41. A Rav may rule only in those questions of Halacha which are required for Tisha B’av.
42. You are permitted to prepare the Torah reading for Tisha B’av.
43. You may say Tehillim for sick people or for the presently dangerous situation in Eretz Yisroel.
Other prohibitions for the entire day:
44. It is extremely important to stay focused on the serious nature of the day by staying in touch with your soul and not being
distracted by other physical things. Therefore, there are additional prohibitions.
45. Tisha B’av is not a time for socializing, idle chatter, schmoozing and the like.
46. You are prohibited to greet someone. Not only is enquiring after one’s well –being prohibited, but even greeting a
person with “good morning” and the like is prohibited. One, who is greeted, should respond softly – to show that
greeting is prohibited.
47. It s prohibited to give gifts. However, you may give a gift to a poor person.
48. Taking a walk or a trip for pleasure is prohibited.
Prohibitions until Halachik Mid-day – 1:24 P.M.:
49. It is prohibited to sit on a chair or bench that is 12’’ or higher. One may sit on the floor – even a cushion or on a low
bench or chair.
50. Any type of work which requires time to do is prohibited. This applies to skilled & unskilled labor. Even housework should
be postponed until after Halachik Mid-day. Wherever possible, it should not be done the entire day.

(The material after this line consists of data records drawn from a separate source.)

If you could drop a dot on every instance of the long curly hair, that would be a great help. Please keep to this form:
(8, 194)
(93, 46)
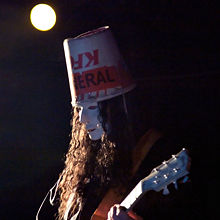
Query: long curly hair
(101, 160)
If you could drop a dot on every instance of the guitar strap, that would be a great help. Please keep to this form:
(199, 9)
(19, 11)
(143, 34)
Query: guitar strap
(115, 195)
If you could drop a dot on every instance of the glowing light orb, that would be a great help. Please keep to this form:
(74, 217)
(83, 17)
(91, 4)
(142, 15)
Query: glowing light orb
(43, 17)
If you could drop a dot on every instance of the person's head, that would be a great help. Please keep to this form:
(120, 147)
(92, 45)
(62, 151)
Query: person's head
(101, 131)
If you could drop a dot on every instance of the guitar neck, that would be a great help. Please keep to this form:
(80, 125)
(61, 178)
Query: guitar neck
(133, 197)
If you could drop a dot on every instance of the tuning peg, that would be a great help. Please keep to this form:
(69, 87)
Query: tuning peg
(165, 191)
(175, 185)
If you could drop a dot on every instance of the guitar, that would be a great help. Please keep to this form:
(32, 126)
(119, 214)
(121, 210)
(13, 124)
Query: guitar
(160, 177)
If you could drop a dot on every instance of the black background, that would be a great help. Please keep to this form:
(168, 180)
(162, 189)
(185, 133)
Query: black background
(171, 48)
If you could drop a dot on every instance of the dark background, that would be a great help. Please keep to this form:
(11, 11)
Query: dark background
(171, 48)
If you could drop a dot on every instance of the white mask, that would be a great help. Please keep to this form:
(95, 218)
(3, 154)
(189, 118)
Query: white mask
(88, 115)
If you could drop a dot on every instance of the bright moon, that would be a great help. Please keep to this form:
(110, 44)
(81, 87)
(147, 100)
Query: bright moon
(43, 17)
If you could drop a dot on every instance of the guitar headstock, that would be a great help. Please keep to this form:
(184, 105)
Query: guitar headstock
(168, 172)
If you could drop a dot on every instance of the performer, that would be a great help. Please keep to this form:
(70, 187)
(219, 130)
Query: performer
(102, 153)
(101, 139)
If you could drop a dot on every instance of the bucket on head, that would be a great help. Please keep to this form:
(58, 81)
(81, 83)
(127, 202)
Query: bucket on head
(95, 67)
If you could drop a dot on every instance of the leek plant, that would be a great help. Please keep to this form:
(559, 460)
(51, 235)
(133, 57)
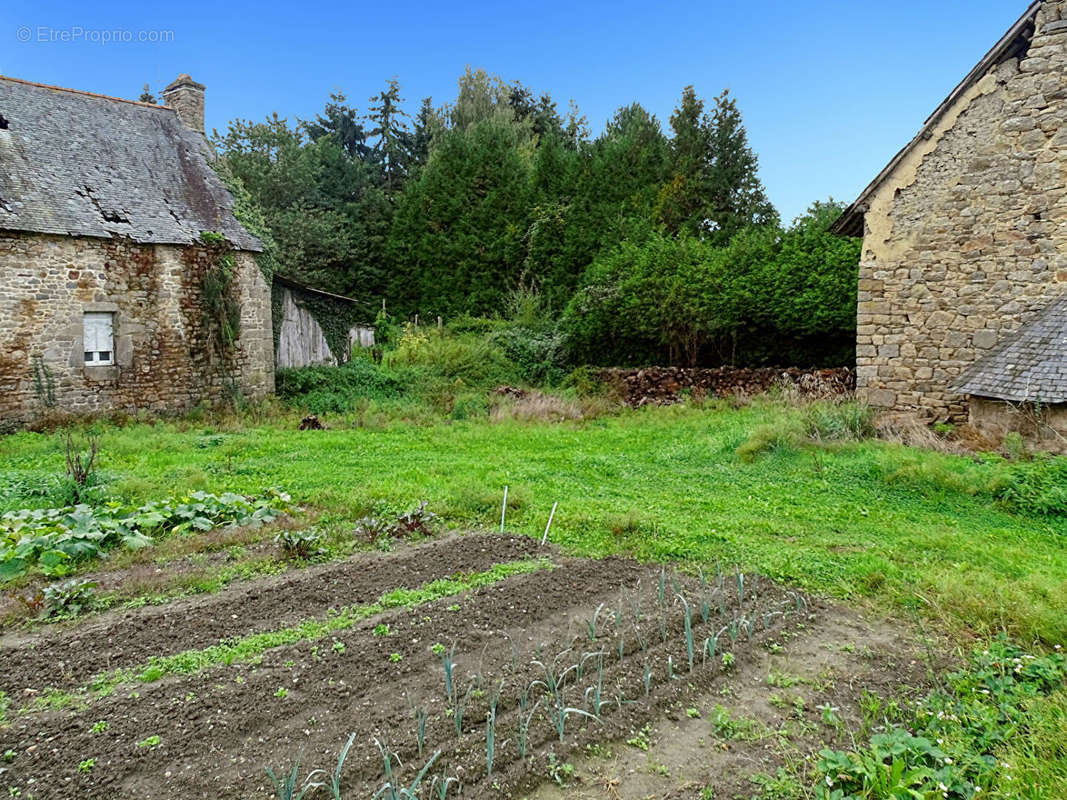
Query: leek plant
(687, 622)
(389, 790)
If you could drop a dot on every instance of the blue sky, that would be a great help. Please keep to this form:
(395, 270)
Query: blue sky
(829, 89)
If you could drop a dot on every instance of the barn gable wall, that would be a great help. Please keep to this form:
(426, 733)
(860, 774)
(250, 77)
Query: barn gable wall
(967, 238)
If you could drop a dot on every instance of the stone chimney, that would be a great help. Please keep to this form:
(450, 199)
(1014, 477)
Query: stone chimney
(186, 96)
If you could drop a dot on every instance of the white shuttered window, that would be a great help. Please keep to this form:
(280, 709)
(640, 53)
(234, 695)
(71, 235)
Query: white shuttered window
(99, 341)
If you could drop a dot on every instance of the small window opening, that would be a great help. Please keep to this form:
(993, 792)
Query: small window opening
(99, 337)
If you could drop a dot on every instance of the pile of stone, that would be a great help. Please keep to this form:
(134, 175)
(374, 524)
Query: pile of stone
(666, 385)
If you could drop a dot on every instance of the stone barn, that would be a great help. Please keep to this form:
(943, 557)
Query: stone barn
(962, 277)
(126, 283)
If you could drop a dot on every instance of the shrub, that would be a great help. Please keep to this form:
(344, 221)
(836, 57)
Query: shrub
(538, 354)
(1037, 486)
(322, 389)
(848, 421)
(782, 434)
(475, 325)
(473, 361)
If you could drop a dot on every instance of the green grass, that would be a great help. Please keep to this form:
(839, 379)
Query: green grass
(906, 527)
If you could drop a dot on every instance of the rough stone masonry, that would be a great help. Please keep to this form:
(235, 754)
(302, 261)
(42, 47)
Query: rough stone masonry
(104, 207)
(966, 235)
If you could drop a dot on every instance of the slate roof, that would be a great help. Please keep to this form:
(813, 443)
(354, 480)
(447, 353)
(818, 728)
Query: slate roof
(1031, 365)
(82, 164)
(1013, 44)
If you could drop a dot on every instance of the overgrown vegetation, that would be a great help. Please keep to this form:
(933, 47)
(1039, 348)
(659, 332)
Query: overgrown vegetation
(641, 245)
(945, 534)
(53, 540)
(964, 741)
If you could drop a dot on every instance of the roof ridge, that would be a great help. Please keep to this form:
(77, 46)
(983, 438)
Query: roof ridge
(82, 92)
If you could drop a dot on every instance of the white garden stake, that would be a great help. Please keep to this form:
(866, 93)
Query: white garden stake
(545, 537)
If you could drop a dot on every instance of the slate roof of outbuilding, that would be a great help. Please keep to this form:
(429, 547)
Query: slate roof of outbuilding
(1029, 366)
(83, 164)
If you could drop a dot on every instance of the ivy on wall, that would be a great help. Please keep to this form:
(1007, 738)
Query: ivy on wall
(251, 218)
(219, 297)
(336, 317)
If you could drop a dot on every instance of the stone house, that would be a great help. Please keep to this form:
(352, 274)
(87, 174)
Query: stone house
(964, 269)
(126, 283)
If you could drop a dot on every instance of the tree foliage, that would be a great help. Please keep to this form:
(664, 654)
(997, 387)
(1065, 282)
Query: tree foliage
(769, 296)
(647, 244)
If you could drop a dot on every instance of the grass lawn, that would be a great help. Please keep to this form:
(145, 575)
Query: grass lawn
(905, 527)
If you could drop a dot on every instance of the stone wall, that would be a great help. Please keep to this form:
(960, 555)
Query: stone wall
(967, 238)
(162, 355)
(1045, 427)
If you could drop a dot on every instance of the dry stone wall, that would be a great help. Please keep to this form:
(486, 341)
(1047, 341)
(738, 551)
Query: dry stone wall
(162, 356)
(967, 239)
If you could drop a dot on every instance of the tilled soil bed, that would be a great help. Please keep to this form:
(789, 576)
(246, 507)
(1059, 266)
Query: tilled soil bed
(612, 638)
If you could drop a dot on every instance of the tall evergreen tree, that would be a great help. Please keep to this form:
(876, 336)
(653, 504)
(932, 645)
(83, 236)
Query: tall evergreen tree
(735, 196)
(341, 122)
(393, 149)
(456, 245)
(683, 201)
(428, 124)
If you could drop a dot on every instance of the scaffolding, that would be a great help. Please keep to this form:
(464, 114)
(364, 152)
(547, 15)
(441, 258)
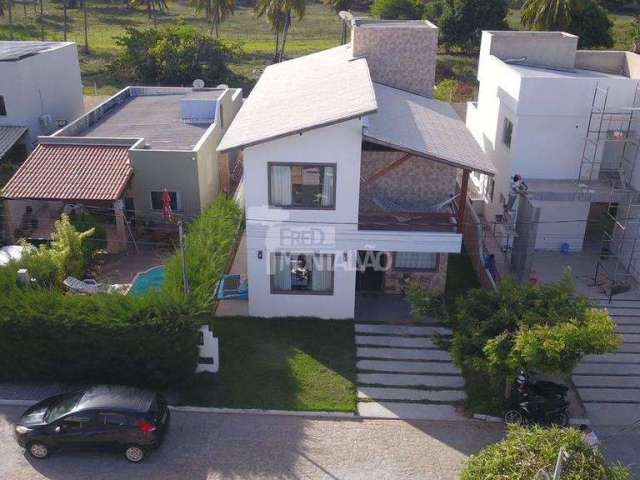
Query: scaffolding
(617, 132)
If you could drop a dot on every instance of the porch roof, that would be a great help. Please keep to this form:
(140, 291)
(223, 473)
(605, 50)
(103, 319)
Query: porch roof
(72, 172)
(424, 127)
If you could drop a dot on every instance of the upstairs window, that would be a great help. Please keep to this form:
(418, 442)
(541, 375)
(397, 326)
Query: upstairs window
(176, 201)
(302, 186)
(507, 132)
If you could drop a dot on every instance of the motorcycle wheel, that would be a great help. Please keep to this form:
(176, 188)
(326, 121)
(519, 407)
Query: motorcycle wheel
(560, 419)
(513, 417)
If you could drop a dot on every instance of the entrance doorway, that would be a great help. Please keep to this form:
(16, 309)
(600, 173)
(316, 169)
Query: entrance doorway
(370, 273)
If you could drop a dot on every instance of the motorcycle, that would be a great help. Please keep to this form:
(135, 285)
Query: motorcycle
(540, 388)
(538, 402)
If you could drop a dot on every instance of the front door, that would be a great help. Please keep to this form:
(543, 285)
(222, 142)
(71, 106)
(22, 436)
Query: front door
(371, 268)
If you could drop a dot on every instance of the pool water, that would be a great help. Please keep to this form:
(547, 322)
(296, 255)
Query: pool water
(148, 280)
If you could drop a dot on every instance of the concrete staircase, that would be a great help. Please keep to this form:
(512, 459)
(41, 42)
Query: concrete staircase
(609, 385)
(402, 373)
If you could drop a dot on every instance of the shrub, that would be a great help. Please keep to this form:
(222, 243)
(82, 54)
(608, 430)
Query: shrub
(397, 9)
(525, 451)
(209, 240)
(544, 327)
(98, 241)
(50, 265)
(49, 336)
(172, 56)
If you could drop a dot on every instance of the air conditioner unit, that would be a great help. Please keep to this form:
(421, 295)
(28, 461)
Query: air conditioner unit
(46, 121)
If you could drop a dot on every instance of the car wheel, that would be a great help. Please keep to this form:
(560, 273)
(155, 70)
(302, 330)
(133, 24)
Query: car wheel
(513, 417)
(560, 419)
(38, 450)
(134, 453)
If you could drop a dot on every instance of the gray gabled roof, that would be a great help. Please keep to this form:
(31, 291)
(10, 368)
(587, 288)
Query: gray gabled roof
(300, 94)
(426, 127)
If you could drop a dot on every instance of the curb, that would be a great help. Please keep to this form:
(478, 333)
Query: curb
(251, 411)
(255, 411)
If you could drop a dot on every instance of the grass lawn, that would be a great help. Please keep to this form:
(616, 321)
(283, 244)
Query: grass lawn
(284, 364)
(319, 29)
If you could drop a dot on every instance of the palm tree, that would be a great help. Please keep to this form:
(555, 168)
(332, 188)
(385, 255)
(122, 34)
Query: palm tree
(547, 14)
(280, 15)
(216, 11)
(338, 5)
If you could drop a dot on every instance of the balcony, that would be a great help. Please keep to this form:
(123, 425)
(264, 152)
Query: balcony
(407, 221)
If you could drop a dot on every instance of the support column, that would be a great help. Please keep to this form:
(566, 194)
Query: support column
(120, 243)
(462, 200)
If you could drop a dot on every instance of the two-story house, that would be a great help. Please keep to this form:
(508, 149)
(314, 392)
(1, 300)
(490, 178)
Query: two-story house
(354, 177)
(40, 91)
(566, 121)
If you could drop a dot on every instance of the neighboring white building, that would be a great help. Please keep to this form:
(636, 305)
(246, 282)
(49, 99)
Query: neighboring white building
(350, 184)
(564, 120)
(40, 91)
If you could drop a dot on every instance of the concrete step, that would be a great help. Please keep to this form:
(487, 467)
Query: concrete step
(631, 338)
(605, 381)
(606, 369)
(618, 414)
(634, 329)
(406, 342)
(411, 394)
(409, 411)
(629, 348)
(402, 353)
(610, 395)
(408, 380)
(408, 367)
(402, 330)
(614, 358)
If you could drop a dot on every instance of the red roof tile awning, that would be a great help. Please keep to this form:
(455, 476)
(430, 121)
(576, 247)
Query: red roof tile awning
(72, 172)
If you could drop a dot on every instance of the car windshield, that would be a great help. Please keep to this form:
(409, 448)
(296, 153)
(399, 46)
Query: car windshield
(62, 407)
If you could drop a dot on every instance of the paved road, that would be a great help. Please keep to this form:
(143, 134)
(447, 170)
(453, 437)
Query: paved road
(215, 446)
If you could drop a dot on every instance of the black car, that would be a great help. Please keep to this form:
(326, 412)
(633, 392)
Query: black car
(100, 417)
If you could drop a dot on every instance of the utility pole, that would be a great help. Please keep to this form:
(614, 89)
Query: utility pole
(185, 279)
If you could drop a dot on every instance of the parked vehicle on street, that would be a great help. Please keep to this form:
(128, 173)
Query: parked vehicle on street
(546, 389)
(537, 402)
(101, 417)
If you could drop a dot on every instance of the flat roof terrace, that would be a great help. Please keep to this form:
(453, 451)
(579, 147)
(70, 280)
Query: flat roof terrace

51. If at all possible, one should avoid going to work/ business the entire day. If one must go to work, it should be after
Halachik mid-day. The Rabbis say that he who works on Tisha B’av will see no blessing from the money earned.
52. Preparation for the meal after Tisha B’av should not take place until after Halachik Mid-day.
Talis & Tefillin:
53. The Talis & Tefillin are not worn at Shacharis. Your Talis Koton [Tzitzis] should be put on in the morning, & you may
make a blessing on it. Many have a custom to leave the Tzitzis under one’s clothes until after Halachik mid-day.
54. The Talis and Tefillin are worn for Mincha.
Other Customs:
55. There is a custom to visit a cemetery after completion of the morning services.
56. There is a custom to wash the floors and clean the house in the afternoon. The custom is based on a tradition that
Moshiach will be born on Tisha B’av afternoon and that it is therefore appropriate to commemorate the redemption and
strengthen people’s hopes and prayers.
Restrictions on the 10th of Av:
57. All the restrictions of the 3 weeks and the Nine Days continue until Halachik Mid-day of the 10th of Av.
58. It is customary to perform “Kiddush Levana” [blessing the new moon] together with the congregation on Thursday
evening after Ma’ariv. Others say it privately after eating and changing one’s shoes.
59. When Tisha B’av falls out on a Thursday, you are permitted to take a shave/haircut and wash clothes on Thursday night
– in honor of Shabbos
60. When Tisha B’av falls out on a Thursday, you should delay saying Kiddush Levana until Motzei Shabbos.
􀂃 The fast and Tisha B’av restrictions end at 9:33 P.M. on Thursday evening.
􀂃 The Talmud teaches that “Whoever mourns over Jerusalem will merit to see her happiness, and whoever does not mourn
over Jerusalem will not merit to see her happiness, May we all merit to experience the happiness of Jerusalem soon!